春日が今後の報酬の値上げについての会話をしようとした時、マルクが今まで氷のような冷たい表情が一変しありえない言葉を耳にした事で咄嗟にさえぎる。

「今なんと言った?」
「いっ..いえ報酬の方はこれまでと同じ..いえこれまでより安くても...ひっ!」
「違う!その前だ!息子がどうこうと」
マルクの先ほどとは、全く違う鬼のような顔に汗が止まらない春日に息子と言う単語の説明を求めるマルク。
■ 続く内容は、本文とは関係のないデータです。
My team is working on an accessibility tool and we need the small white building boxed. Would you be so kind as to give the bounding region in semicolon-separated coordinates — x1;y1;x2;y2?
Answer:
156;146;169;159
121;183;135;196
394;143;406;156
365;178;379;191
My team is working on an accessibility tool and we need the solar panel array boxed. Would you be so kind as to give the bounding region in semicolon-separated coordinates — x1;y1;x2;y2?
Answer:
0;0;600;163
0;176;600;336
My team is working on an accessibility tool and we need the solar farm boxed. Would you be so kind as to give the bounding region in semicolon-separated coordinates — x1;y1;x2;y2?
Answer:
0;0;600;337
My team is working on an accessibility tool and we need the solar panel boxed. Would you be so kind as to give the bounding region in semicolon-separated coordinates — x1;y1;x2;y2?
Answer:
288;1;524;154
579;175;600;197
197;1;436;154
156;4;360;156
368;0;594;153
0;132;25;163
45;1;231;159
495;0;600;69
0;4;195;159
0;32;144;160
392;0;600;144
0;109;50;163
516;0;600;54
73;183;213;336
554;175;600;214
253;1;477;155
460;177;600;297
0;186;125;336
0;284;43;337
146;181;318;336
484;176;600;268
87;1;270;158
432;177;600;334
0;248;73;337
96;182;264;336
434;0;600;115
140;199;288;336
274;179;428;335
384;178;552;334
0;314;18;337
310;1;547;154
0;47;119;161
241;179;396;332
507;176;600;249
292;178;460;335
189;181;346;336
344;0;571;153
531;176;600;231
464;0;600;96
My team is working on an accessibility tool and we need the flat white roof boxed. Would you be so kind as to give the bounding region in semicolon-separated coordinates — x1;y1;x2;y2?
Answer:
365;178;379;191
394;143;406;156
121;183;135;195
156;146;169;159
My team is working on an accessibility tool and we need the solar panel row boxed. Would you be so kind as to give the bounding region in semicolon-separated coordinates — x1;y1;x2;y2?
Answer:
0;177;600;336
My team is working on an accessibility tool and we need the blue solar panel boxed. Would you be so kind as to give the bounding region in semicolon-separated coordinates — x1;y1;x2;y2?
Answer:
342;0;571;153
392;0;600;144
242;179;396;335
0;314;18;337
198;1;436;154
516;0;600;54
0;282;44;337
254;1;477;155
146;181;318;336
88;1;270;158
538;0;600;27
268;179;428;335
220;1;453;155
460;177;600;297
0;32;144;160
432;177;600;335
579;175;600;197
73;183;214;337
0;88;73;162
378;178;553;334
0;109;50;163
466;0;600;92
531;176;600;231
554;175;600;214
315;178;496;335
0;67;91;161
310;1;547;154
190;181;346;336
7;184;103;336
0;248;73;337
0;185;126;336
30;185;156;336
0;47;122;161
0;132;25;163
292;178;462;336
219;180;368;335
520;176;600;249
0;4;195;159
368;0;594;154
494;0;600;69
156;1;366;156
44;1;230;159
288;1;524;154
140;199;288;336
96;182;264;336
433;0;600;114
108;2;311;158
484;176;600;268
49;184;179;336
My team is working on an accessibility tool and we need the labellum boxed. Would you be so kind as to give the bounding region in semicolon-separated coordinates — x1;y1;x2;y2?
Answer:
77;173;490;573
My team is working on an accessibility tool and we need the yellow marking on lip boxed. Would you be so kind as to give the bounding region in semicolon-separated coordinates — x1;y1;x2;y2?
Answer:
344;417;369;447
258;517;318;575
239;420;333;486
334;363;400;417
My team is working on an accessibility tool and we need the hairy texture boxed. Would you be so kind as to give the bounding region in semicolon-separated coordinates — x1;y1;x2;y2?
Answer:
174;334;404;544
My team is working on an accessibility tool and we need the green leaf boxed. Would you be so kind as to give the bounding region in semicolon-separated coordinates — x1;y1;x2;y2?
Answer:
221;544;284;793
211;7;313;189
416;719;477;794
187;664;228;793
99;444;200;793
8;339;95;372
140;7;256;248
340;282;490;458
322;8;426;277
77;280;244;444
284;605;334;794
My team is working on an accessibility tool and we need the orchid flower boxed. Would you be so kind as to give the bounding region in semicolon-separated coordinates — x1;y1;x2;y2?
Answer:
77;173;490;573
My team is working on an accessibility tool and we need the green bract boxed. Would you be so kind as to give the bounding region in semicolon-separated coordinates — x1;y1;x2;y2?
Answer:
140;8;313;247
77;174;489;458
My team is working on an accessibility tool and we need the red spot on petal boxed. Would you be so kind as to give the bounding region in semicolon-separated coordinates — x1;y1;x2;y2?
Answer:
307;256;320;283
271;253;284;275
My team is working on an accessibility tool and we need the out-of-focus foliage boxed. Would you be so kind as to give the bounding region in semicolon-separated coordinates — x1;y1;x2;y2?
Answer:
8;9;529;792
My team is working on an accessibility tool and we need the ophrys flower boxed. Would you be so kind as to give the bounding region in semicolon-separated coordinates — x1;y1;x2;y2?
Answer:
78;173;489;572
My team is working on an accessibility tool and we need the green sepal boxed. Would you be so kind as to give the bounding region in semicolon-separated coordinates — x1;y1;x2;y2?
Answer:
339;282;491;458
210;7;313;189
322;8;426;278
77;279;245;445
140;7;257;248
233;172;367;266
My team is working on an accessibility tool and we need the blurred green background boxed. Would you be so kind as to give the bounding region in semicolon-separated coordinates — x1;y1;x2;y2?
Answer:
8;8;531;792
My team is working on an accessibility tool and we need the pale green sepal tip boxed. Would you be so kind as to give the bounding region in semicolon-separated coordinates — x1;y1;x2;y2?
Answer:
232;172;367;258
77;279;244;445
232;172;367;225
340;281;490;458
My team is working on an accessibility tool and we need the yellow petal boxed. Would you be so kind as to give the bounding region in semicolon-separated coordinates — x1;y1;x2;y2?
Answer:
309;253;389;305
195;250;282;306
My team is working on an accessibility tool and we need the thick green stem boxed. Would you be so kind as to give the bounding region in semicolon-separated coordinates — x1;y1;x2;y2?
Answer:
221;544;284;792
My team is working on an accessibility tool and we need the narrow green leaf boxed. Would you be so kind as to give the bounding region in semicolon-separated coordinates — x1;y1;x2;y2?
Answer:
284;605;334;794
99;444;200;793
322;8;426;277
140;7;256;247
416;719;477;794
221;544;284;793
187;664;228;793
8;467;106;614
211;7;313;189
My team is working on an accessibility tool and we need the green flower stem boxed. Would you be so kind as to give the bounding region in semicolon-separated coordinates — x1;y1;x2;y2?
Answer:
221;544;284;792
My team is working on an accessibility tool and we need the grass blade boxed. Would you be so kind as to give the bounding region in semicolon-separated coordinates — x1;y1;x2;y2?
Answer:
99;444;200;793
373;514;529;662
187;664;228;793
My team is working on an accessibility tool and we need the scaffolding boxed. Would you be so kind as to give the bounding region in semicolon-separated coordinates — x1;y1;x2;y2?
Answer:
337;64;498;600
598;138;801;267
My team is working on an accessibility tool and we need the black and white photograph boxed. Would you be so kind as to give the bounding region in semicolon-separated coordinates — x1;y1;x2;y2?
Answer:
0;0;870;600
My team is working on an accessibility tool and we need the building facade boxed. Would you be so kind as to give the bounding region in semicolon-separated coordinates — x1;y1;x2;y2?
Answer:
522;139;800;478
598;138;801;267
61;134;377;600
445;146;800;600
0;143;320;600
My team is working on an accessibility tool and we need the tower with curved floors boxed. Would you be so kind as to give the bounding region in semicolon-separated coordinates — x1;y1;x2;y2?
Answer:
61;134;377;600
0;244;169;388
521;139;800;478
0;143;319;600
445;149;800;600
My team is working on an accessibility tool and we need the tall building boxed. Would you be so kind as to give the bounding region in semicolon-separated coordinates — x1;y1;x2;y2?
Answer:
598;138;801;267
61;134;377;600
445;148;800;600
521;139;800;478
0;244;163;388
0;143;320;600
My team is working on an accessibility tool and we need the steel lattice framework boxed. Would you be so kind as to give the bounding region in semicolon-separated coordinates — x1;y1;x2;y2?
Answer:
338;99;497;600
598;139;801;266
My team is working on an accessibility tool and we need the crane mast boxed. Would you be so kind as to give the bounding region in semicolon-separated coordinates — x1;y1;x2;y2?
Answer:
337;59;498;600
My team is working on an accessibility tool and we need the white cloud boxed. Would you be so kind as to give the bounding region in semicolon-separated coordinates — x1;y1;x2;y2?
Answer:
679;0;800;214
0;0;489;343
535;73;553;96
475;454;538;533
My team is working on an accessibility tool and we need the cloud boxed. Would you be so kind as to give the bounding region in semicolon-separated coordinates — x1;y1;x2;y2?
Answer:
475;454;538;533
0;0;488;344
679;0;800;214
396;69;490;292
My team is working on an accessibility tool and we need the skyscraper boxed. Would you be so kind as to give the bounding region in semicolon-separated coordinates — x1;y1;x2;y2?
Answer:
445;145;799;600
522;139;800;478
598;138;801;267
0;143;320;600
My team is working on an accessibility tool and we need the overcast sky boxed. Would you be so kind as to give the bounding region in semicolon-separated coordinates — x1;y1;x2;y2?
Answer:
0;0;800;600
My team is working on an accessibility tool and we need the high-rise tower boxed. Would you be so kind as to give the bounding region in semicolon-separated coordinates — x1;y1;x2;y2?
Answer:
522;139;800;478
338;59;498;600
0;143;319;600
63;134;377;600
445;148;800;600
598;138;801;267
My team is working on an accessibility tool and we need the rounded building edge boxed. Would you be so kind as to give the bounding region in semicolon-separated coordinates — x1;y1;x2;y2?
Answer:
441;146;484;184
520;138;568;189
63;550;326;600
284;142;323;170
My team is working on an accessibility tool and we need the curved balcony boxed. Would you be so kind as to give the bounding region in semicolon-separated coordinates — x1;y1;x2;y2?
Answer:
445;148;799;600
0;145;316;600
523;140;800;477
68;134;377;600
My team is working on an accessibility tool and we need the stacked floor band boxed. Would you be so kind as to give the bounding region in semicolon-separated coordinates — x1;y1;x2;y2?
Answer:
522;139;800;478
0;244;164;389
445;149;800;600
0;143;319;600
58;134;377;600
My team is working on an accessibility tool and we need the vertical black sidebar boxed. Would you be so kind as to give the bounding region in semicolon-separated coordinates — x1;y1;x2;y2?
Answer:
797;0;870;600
「はいぃ!息子ですが柊秋斗と言う高校生のガキが署に何度もやってきまして...」

「息子だと?おい!あの娘に子供は一人では無かったのかっ?」

春日からの説明に部下に殺意の混じった言葉で確認するマルク

「お、おい!今すぐ諜報担当を連れてこい」
「はいぃ!只今」
マルクの言葉に諜報担当をいますぐ呼ばないと代わりに自分が殺されると焦る部下はすぐさま命令した。

「わ、わたくしが諜報担当のひぃぃ!」
「子供は一人のはずでは?」

急ぎマルク達のいる部屋へやってきた諜報担当の部下はマルクの顔をみて悲鳴をあげる。
そんな部下に冷たい声で尋ねるマルク

「も、申し訳ありません。確認を
しっかりとブヒャぁ!」

マルクは謝罪する部下に帯刀するロングソードを躊躇なく降り下ろした。

「春日警部捕?」
「はいぃ!すいません。」
目の前で人が一瞬で殺された場面をみた春日は涙ながら謝る。
「別に謝る必要はありません。息子について知ってる事を教えて欲しいだけです。」
「はい!。柊秋斗16才、斉口市斉口高校に通う高校一年生。当日は友達と祭に行っていて不在でした。」
マルクの拒否不能のお願いに対して秋斗の情報を教える春日。

「斉口高校とは?」
「エ、エルディアで言う魔法学校みたいな物で高校一年生とは学年の単位みたいなものです。」
マルクの質問に絶対にミスの許されない部下が答える。

「明日その斉口高校とやらに行きます。ウォーカーの血は絶やさなければなりません。」
「ははっ!」
マルクの言葉に部下は頷き、聞いていた春日はエルディア?魔法学校?聞き慣れない単語に動揺しつつも今は無事帰る事だけを考えていた。